His heart and breathing had calmed but his head was still bobbing far above his shoulders, a balloon on a ribbon. His body had become gelatin in that seat. He wanted to be spoken to, a cop or some official dictating his next move. He considered calling his lawyer, the same half-incompetent man who had handled his divorce, but he had left his cell phone on the kitchen table that morning. He could not squash his dread of being sued. Was there still such a thing as debtors’ prison? Life altering, he thought. My life, altered. Somebody do something about this. Where had all his friends gone? He needed to sob, he was certain of that, but the sobs would not come; they were jammed together somewhere in his sternum, connected inside him the way certain molecules bond. The skin draped over the muscles and bones of his body did not fit well. Suddenly his scalp itched; his stomach was a cavern; he could feel the bats flitting about.

Potz was not certain what should transpire now; going home to brood and shiver seemed incorrect to him. Should he drive to his mother’s, beg to be held, breast fed? Ten or twenty minutes later he discovered himself in the driveway of the woman who had called him that morning, the angry widower with the unruly kitchen sink who lived directly around the corner from the Stewarts. He felt his legs ambling along her walkway, then up her front porch, and then his finger touching the lighted dot of the doorbell. Her wrinkled face and blue puff of hair answered the door and said, You’re very late.

I’m Potz, he said. The plumber.

You’re late. The sink is this way, and she moved aside.

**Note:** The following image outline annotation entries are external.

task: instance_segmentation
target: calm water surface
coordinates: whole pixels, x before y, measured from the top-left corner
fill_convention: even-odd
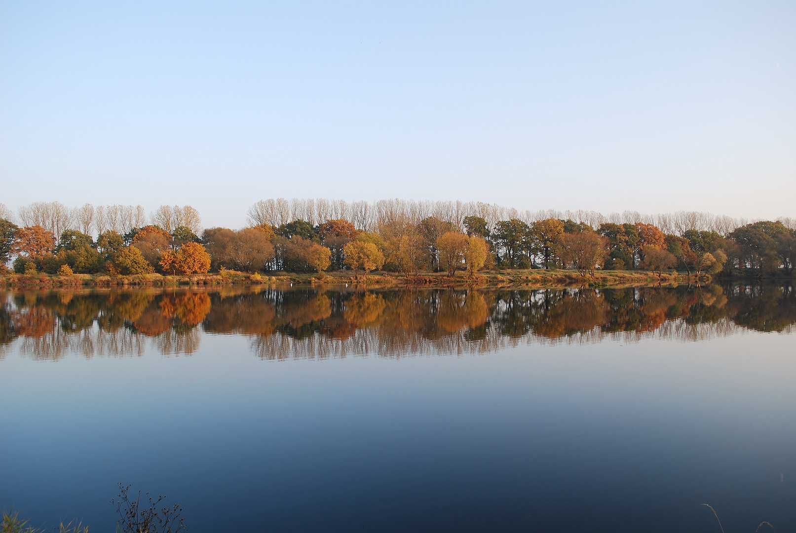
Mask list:
[[[796,531],[796,294],[0,293],[0,508],[111,531]]]

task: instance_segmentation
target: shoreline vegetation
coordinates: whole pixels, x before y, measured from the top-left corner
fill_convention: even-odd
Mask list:
[[[18,224],[17,223],[19,223]],[[259,200],[247,227],[190,206],[0,204],[0,286],[622,286],[793,277],[796,220],[696,212]]]
[[[145,274],[108,276],[88,274],[68,276],[46,274],[10,274],[0,276],[0,287],[149,287],[149,286],[217,286],[224,285],[269,285],[287,286],[471,286],[471,287],[625,287],[645,286],[676,286],[687,282],[711,282],[709,274],[698,279],[692,275],[690,279],[677,272],[658,274],[644,270],[610,270],[596,272],[595,275],[583,278],[571,270],[514,270],[504,271],[481,271],[470,277],[459,273],[450,277],[446,272],[421,273],[417,277],[407,278],[396,272],[372,272],[367,277],[355,276],[350,270],[326,273],[323,277],[317,274],[275,272],[274,275],[260,273],[224,270],[220,274],[193,275],[162,275]]]

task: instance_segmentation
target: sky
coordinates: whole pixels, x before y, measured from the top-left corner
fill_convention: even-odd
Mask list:
[[[0,203],[796,216],[796,2],[0,1]]]

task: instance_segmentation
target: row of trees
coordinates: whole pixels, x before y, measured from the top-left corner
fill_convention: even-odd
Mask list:
[[[33,202],[19,208],[14,216],[0,204],[0,218],[19,225],[41,226],[51,233],[59,243],[64,231],[72,230],[85,235],[99,236],[105,231],[126,235],[149,224],[156,225],[171,233],[182,226],[193,233],[201,231],[201,217],[199,212],[189,205],[161,205],[146,216],[141,205],[98,205],[85,204],[77,208],[68,208],[60,202]]]
[[[353,205],[362,209],[371,206]],[[57,234],[61,225],[56,224],[53,213],[63,212],[63,206],[36,204],[21,210],[20,218],[39,224],[19,227],[0,219],[0,263],[6,265],[16,258],[17,272],[50,274],[195,274],[209,269],[322,273],[350,269],[358,274],[384,269],[408,277],[428,270],[453,276],[460,270],[474,275],[486,266],[573,268],[584,277],[594,275],[597,269],[637,268],[658,275],[673,268],[696,275],[732,270],[790,274],[796,249],[796,232],[785,224],[789,220],[747,224],[726,235],[698,228],[679,234],[642,221],[592,226],[572,218],[548,217],[530,223],[520,218],[494,221],[480,215],[457,218],[467,206],[486,204],[474,208],[454,202],[396,200],[373,205],[378,216],[369,230],[355,217],[327,218],[315,224],[305,220],[320,220],[319,206],[334,214],[350,213],[351,206],[344,202],[262,200],[249,210],[250,227],[236,231],[213,228],[200,231],[201,218],[193,208],[161,206],[152,213],[152,224],[129,229],[123,226],[120,229],[127,230],[124,233],[106,228],[95,238],[88,225]],[[287,209],[287,215],[279,212],[280,206]],[[423,206],[427,211],[436,209],[447,220],[435,216],[418,219],[425,214]],[[144,220],[134,216],[142,208],[111,207],[132,217],[125,219],[127,225]],[[299,208],[305,218],[271,223],[275,212],[283,217]],[[107,220],[109,209],[84,209],[84,221],[89,214],[96,219],[98,212]]]

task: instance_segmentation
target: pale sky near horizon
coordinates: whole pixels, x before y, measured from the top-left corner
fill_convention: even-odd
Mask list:
[[[796,2],[0,1],[0,184],[796,216]]]

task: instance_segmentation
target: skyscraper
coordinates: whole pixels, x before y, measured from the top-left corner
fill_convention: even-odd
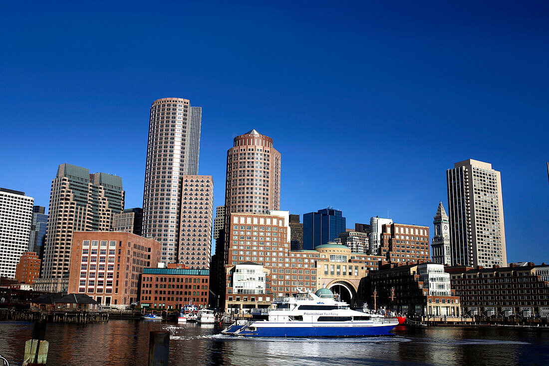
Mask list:
[[[150,108],[143,236],[160,242],[163,262],[177,260],[181,180],[198,174],[201,115],[201,107],[181,98],[159,99]]]
[[[303,249],[312,249],[326,244],[345,231],[346,221],[343,213],[333,208],[323,208],[303,215]]]
[[[231,213],[268,213],[280,209],[281,154],[272,138],[255,130],[237,136],[227,152],[223,246],[217,246],[227,264]]]
[[[111,230],[114,214],[124,208],[125,194],[119,176],[59,165],[52,181],[41,278],[35,281],[35,290],[66,291],[73,232]]]
[[[32,223],[29,237],[29,252],[34,252],[40,258],[43,254],[44,239],[48,230],[48,215],[46,207],[34,206],[32,208]]]
[[[507,266],[501,176],[469,159],[446,171],[452,264]]]
[[[450,221],[444,210],[442,201],[433,221],[435,224],[435,235],[433,237],[433,262],[439,264],[451,265],[452,258],[450,248]]]
[[[13,278],[29,247],[34,198],[24,192],[0,188],[0,276]]]

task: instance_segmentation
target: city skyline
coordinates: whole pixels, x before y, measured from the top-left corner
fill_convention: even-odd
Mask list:
[[[189,11],[198,6],[191,5],[193,9]],[[66,12],[76,12],[76,9]],[[37,16],[40,10],[44,9],[32,9],[29,16]],[[47,10],[43,13],[48,14]],[[225,10],[233,15],[242,10],[238,7]],[[100,63],[104,55],[92,57],[89,62],[92,63],[88,63],[81,58],[87,52],[76,48],[72,58],[68,58],[69,62],[91,68],[90,75],[74,84],[67,84],[70,86],[66,88],[65,83],[72,79],[70,76],[75,69],[64,71],[62,68],[54,68],[51,75],[41,77],[37,74],[41,66],[30,61],[27,64],[26,54],[8,43],[5,49],[11,54],[2,56],[5,56],[13,75],[2,71],[2,76],[5,76],[2,85],[6,86],[3,89],[8,91],[1,92],[7,102],[3,132],[9,143],[0,148],[0,154],[8,157],[1,163],[0,186],[24,191],[35,198],[35,204],[47,206],[52,167],[67,162],[122,177],[127,192],[126,207],[141,207],[148,107],[153,101],[166,95],[184,96],[204,107],[198,174],[211,174],[217,182],[214,188],[215,206],[223,202],[226,147],[234,136],[253,129],[272,137],[284,157],[281,209],[302,215],[332,206],[343,212],[349,227],[354,223],[368,223],[370,217],[386,217],[388,210],[389,217],[395,222],[429,225],[432,230],[433,207],[441,201],[445,208],[449,208],[445,171],[456,162],[473,159],[489,162],[501,172],[508,261],[536,259],[537,262],[539,258],[547,262],[547,239],[541,234],[548,226],[549,213],[545,155],[547,143],[543,138],[547,131],[544,102],[546,93],[540,86],[546,84],[544,80],[547,74],[539,66],[543,63],[537,61],[544,56],[536,48],[541,38],[537,31],[533,30],[536,26],[538,30],[546,29],[547,24],[531,14],[527,18],[528,14],[518,12],[517,19],[504,25],[507,13],[494,9],[489,23],[505,37],[504,45],[500,43],[492,28],[484,27],[485,18],[459,13],[445,27],[435,22],[427,28],[424,25],[411,31],[410,37],[422,40],[413,42],[402,33],[410,25],[409,20],[400,25],[391,23],[394,28],[386,24],[384,27],[383,24],[380,26],[392,15],[396,20],[407,19],[407,16],[404,18],[404,10],[395,14],[391,9],[377,9],[372,10],[373,15],[367,15],[363,8],[353,5],[341,11],[349,15],[351,10],[367,19],[370,16],[378,19],[372,22],[371,27],[365,25],[369,21],[361,19],[359,22],[351,16],[341,29],[325,29],[321,24],[329,22],[324,20],[331,16],[340,19],[339,16],[315,10],[309,20],[300,22],[279,11],[270,16],[265,10],[261,14],[268,20],[266,25],[250,19],[242,23],[245,29],[257,27],[256,35],[244,35],[244,45],[254,47],[243,52],[242,56],[230,56],[221,68],[223,75],[207,62],[202,63],[202,67],[197,66],[206,58],[182,60],[182,70],[170,69],[176,73],[175,77],[169,75],[169,67],[166,71],[160,70],[175,59],[167,57],[167,60],[154,62],[144,59],[139,67],[128,67],[128,77],[115,77],[113,82],[117,86],[114,88],[114,84],[98,80],[107,80],[116,73],[118,66],[107,66],[103,71],[93,66],[97,64],[93,63]],[[444,20],[447,11],[434,9],[423,15],[418,14],[417,9],[407,10],[423,20],[433,15]],[[151,9],[153,23],[155,19],[158,21],[158,11]],[[275,35],[268,27],[278,20],[275,16],[289,26],[288,34]],[[200,26],[199,18],[189,25],[190,31],[194,38],[208,42],[208,37],[217,34]],[[60,23],[63,21],[70,21]],[[526,23],[531,25],[522,26]],[[229,27],[222,19],[219,24],[221,29]],[[130,26],[130,29],[136,26],[127,19],[121,20],[121,26],[124,25]],[[469,26],[470,29],[467,29]],[[10,21],[4,26],[19,30],[23,35],[32,31],[32,29],[20,30],[20,26]],[[376,31],[376,28],[394,31],[384,36]],[[301,35],[296,31],[304,29]],[[239,33],[242,31],[231,30],[242,35]],[[436,30],[441,31],[439,35],[434,35],[436,32],[433,31]],[[335,31],[330,35],[330,31]],[[460,53],[463,49],[453,35],[456,32],[469,42],[468,53]],[[511,34],[518,36],[511,37]],[[391,35],[396,36],[394,39]],[[81,35],[81,31],[76,32],[75,36]],[[86,41],[94,45],[96,41],[107,36],[100,34]],[[530,42],[519,41],[523,38]],[[257,68],[263,65],[262,59],[255,57],[247,61],[254,51],[270,52],[259,43],[263,38],[271,41],[274,52],[287,45],[292,49],[305,47],[306,51],[296,52],[289,62],[274,58],[278,66],[265,64],[265,70],[271,68],[273,75],[268,76],[264,75],[268,73],[262,66]],[[70,39],[63,42],[70,43]],[[334,42],[341,39],[346,41],[340,45]],[[395,49],[401,47],[402,53],[380,48],[379,44],[388,40]],[[121,41],[125,40],[123,37]],[[312,45],[307,42],[311,40]],[[209,41],[213,42],[213,45],[208,43],[212,48],[220,42],[215,37]],[[447,46],[442,45],[445,41]],[[347,63],[335,64],[336,58],[332,54],[324,60],[307,56],[321,54],[329,41],[338,45],[333,51],[337,60],[345,59]],[[32,48],[33,41],[29,42]],[[60,44],[51,42],[54,45]],[[144,42],[148,46],[154,43],[149,38]],[[108,51],[113,45],[108,43],[102,49]],[[483,47],[485,45],[490,47]],[[375,57],[357,50],[357,46],[364,45]],[[229,41],[225,46],[227,48],[221,50],[234,46],[238,45]],[[419,46],[418,51],[412,50],[414,46]],[[140,57],[137,48],[131,45],[126,47],[130,57]],[[236,51],[243,51],[241,47],[237,47]],[[212,57],[207,48],[201,49],[206,51],[206,57]],[[198,57],[199,53],[193,54]],[[399,56],[404,61],[399,61]],[[455,62],[449,59],[454,56]],[[125,64],[125,57],[117,53],[112,57],[114,65]],[[47,65],[55,63],[58,57],[47,52],[43,54]],[[21,59],[27,69],[19,65]],[[449,63],[440,66],[443,60]],[[294,64],[298,66],[295,71]],[[66,62],[60,64],[68,65]],[[310,65],[311,67],[305,68],[309,71],[303,71],[303,66]],[[190,66],[190,70],[186,66]],[[36,85],[28,77],[20,77],[24,69],[29,70],[29,75],[38,76],[33,79]],[[333,70],[333,74],[328,73]],[[516,70],[520,71],[520,77],[511,76]],[[287,71],[288,74],[278,81],[277,78]],[[161,76],[154,83],[143,82],[141,74],[144,73],[148,77],[151,72]],[[214,74],[208,77],[210,72]],[[138,85],[142,82],[142,86]],[[420,84],[427,86],[418,87]],[[217,90],[220,85],[228,86]],[[235,89],[234,85],[238,87]],[[266,88],[269,88],[268,92]],[[74,98],[70,105],[65,101],[68,92]],[[44,97],[43,101],[26,106],[24,112],[15,107],[25,98],[30,100],[35,93]],[[296,97],[292,99],[289,96]],[[330,107],[327,108],[328,104]],[[333,123],[335,120],[341,121],[340,128]],[[89,134],[86,127],[91,121],[95,127],[94,134]],[[517,125],[520,128],[517,128]],[[421,133],[408,133],[409,129]],[[466,129],[467,134],[460,132]],[[44,138],[60,134],[63,138],[44,143]],[[390,139],[387,138],[389,136]],[[93,153],[89,153],[88,148],[75,148],[74,145],[66,144],[67,141],[85,141],[82,146],[93,147]],[[336,144],[343,142],[345,148],[335,148]],[[529,179],[525,180],[525,176]],[[539,218],[541,222],[530,228],[527,223],[532,217]],[[529,234],[533,230],[533,235],[526,235],[526,228]],[[528,237],[539,239],[528,241]],[[528,252],[524,251],[525,246],[529,249]]]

Potz, no more than a drone, scraped his clean boots on the welcome mat and entered the spotless vacuum of the woman’s cathedral foyer. Spine-bent and bathrobed, she led the way down the hall to the kitchen, a bright expanse of tall windows and white granite countertops. It’s there, she said, and pointed. You’ll see. Let it run a minute and water shoots from the drain to the ceiling.

Exhausted in a way he had not felt before—not even during the ugliest episodes of his divorce—Potz stood before the sink and simply stared at it as if trying to determine the function of an artifact from antiquity.

It won’t turn itself on, the woman said.

When he lifted the handle would the water really defy gravity and spray the ceiling? Newton, he knew, was not a magician. It terrified him to be a witness to altered physics, and Potz wished he had driven home when the ambulance pulled away. Turn on the water, Mr. Potz.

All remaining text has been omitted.